Higher education unions have been warned that failures in upcoming ballots on collective industrial action could damage members’ negotiating positions with employers.
The sector unions announced that they would?pursue collective strike action after rejecting the Universities and Colleges Employers Association’s (Ucea) final pay offer of 1.4 per cent.
In a joint statement, the unions, which include UCU, GMB, Unison, EIS and Unite, said they would look to coordinate action “as one collective”, and that they were “united in rejecting this insulting offer in the strongest possible terms”. Ballots are due to take place in the week of 20 October.
But the reaction to the news has been mixed.
UCU’s consultative ballot achieved a turnout of just 32 per cent, and union members and industrial relations experts were divided on whether the ballots would reach the minimum legal turnout required for strike action, which stands at 50 per cent.
Dyfrig Jones, vice-president of UCU, said: “It’s in nobody's interest for the ballot to fall short”.
“Failing to make the threshold, particularly on a national ballot, undermines our negotiating position…So I would hope that everybody in the union, and everybody in all five of the unions, are really putting their shoulders to the wheel to ensure that we do make the threshold,” he told 糖心Vlog.

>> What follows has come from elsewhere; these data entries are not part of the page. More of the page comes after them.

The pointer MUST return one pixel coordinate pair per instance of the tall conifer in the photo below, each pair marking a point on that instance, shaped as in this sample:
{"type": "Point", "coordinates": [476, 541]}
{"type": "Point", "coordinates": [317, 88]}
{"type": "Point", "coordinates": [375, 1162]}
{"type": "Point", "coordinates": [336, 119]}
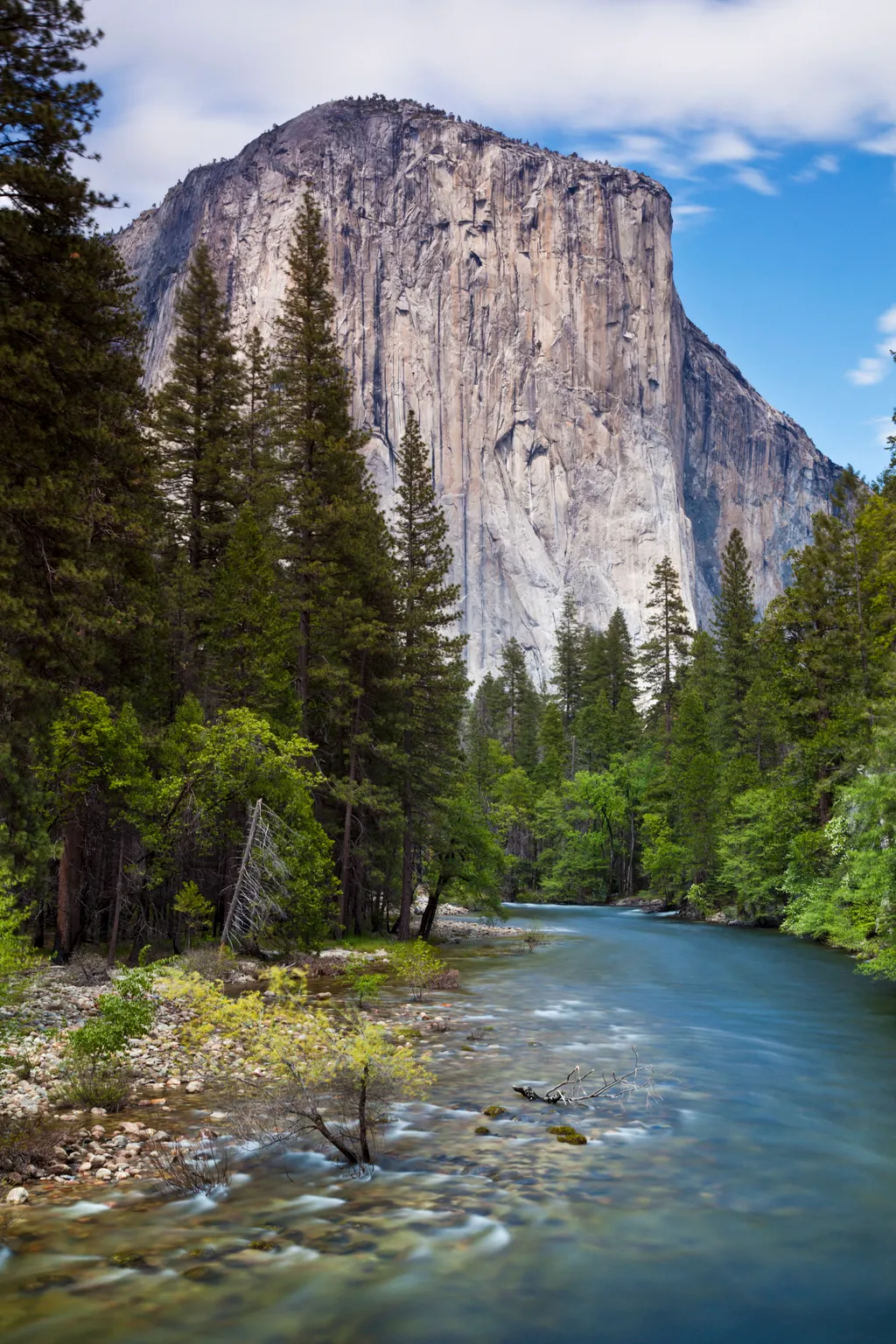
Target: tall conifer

He said that “there was a strong feeling” among members of UCU’s higher education committee (HEC), which voted to pursue national action, “that this was something new and something positive and could shift the dial”.
Previous plans to pursue a national strike ballot by UCU were dropped earlier this year amid fears that it was out of touch with the redundancy crisis facing cash-strapped universities.
Roger Seifert, emeritus professor of industrial relations at Wolverhampton University, said “the context makes predictions difficult” but anticipated a “strong vote in favour of pay action for now, with both sides seeking to hold a unified line in a harsh political and financial environment”.
A successful ballot could see UCU “seek redemption from [its] recent failures”, and Seifert anticipated that it “probably will reach the threshold as the situation is worsening by the hour”.
But he noted that turnout is “inspired by clarity and courage from union leaders backed up with robust propaganda campaigns”.
The question is, he said, “Do the leadership have the desire and the members the stomach for a real fight?”
Gregor Gall, visiting professor in industrial relations at the University of Leeds and research associate at the University of Glasgow, said that the current political climate could make the decision to pursue collective action more effective.
“Although the sector is in a prolonged financial crisis, the Labour government is now in a crisis too,” he said, referencing a recent Cabinet reshuffle and questions about the appointment of Peter Mandelson as US ambassador.
“This potentially opens up a political space where what was a weaker force…can have a greater impact than normal.
“In this situation, and without wanting to fight on too many other fronts, the Labour government may make just enough additional funding available to make an improved pay offer acceptable enough.”
However, he said, “it will be very hard to achieve” the turnout.
Higher education institutions have experienced a turbulent start to the academic year, with union members at universities including Edinburgh, Nottingham and Leicester taking strike action in the first weeks of the new academic year.
Lancaster, Sheffield Hallam, Sheffield, Oxford Brookes and Dundee have also announced strike ballots over local disputes.
Sophia Woodman, president of Edinburgh’s UCU branch, who is a member of UCU’s National Executive Committee and voted against the ballot in its current form, said there is “a conflict” between local disputes and national industrial action.
“I have long advocated [for] UCU working with other unions, locally and nationally,” she said.
“However, in this case, we have jumped into a joint campaign without adequate preparation and planning, or consideration for branches in local disputes. There was the option to defer a decision until we had a proper plan in place, but that was not the decision taken by the HEC.”